In this tutorial, I will explain how to load a CSV file into Spark RDD using a Scala example. Using the textFile() the method in SparkContext class we can read CSV files, multiple CSV files (based on pattern matching), or all files from a directory into RDD [String] object.
Before we start, let’s assume we have the following CSV file names with comma delimited file contents at folder “c:/tmp/files” and I use these files to demonstrate the examples.

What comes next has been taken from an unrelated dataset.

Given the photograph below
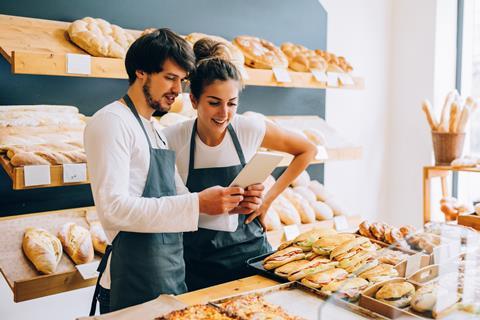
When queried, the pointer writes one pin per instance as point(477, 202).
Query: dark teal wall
point(301, 21)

File Name | File Contents |
---|---|
text01.csv | Col1,Col2 One,1 Eleven,11 |
text02.csv | Col1,Col2 Two,2 Twenty One,21 |
text03.csv | Col1,Col2 Three,3 |
text04.csv | Col1,Col2 Four,4 |
invalid.csv | Col1,Col2 Invalid,I |
- Read CSV file into RDD
- Skip header from CSV file
- Read multiple CSV files into RDD
- Read all CSV files in a directory into RDD
Load CSV file into RDD
textFile() method read an entire CSV record as a String and returns RDD[String], hence, we need to write additional code in Spark to transform RDD[String] to RDD[Array[String]] by splitting the string record with a delimiter.
The below example reads a file into “rddFromFile” RDD object, and each element in RDD represents as a String.
// Read from csv file into RDD
val rddFromFile = spark.sparkContext.textFile("C:/tmp/files/text01.csv")
But, we would need every record in a CSV to split by comma delimiter and store it in RDD as multiple columns, In order to achieve this, we should use map()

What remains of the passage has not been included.